El corazón me golpeó fuerte. Quise creer que tenía una respuesta lista —un no claro, un sí valiente—, pero lo único que encontré fue un temblor.
—Estás equivocado —susurré, por reflejo. Lo vimos los dos, ni yo me creí.
—No te pido que decidas hoy —dijo, más calmo—. Solo que no te mientas.
Acortó la distancia. Nuestras respiraciones se tocaron primero. Después, su frente casi rozó la mía. Cerré los ojos. Noté el leve olor a café de su tarde, el latido en su cuello, el roce de su mano buscando la mía sobre el tronco. Sus labios apenas rozaron los míos, un borde, una orilla. Y entonces retrocedí, instintiva, como si hubiese tocado algo demasiado verdadero.

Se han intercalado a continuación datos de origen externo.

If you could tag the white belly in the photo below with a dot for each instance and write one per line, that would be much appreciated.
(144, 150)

—Es un error —alcancé, poniéndome de pie.
Sentí el crujido del pasto bajo mis zapatillas. Caminé unos pasos sin mirar atrás. Me ardían las mejillas, la garganta, el pecho. Escuché su voz detrás de mí, clara, sin elevarse demasiado y, sin embargo, llegándome como un golpe.
—¡No vas a poder escapar siempre, Mari! —dijo—. Tarde o temprano… vas a dejar de mentirte.

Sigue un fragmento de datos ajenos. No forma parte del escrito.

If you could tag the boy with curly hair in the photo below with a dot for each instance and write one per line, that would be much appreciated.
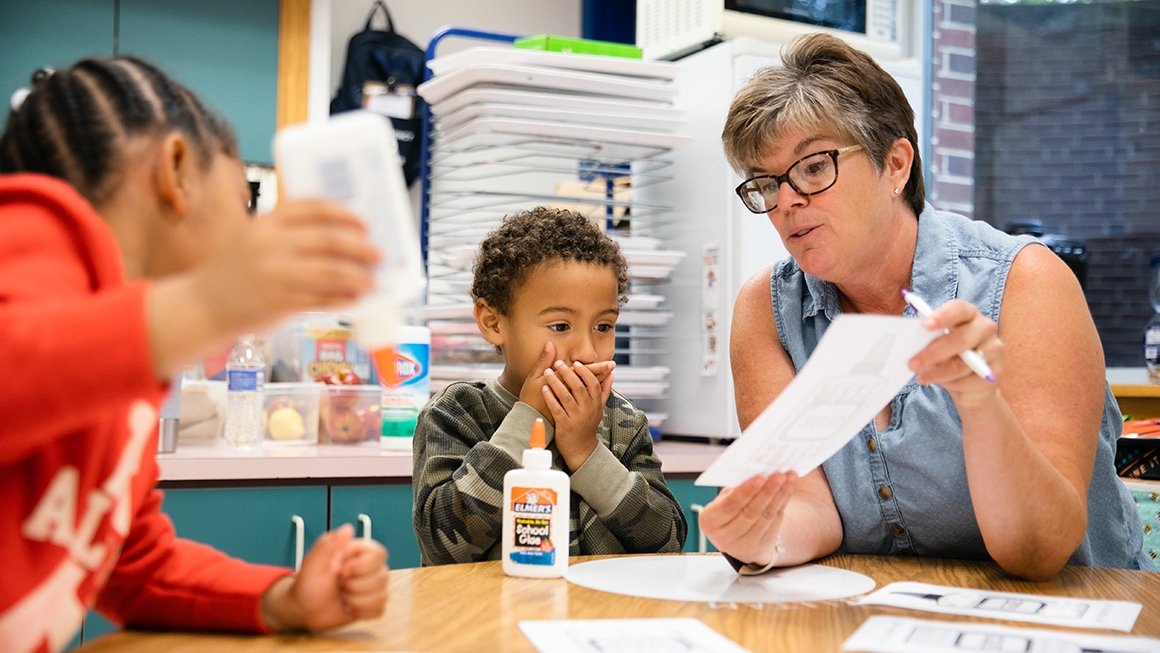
(548, 289)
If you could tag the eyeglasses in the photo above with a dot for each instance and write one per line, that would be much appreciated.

No me giré. No podía. Apuré el paso por el sendero, con la certeza incómoda de que esas palabras iban a seguirme, tercas, mucho más allá del jacarandá.
---
El resto de la tarde fue una coreografía automática, un teórico breve, una fotocopia más para el TFI. Aunque compartimos clase y pasillos, Lucas no volvió a acercarse. No hizo falta, podía sentir su mirada cada vez que estaba cerca. Esa mirada pesaba como un recordatorio invisible, clavándose en mi nuca, forzándome a recordarlo todo.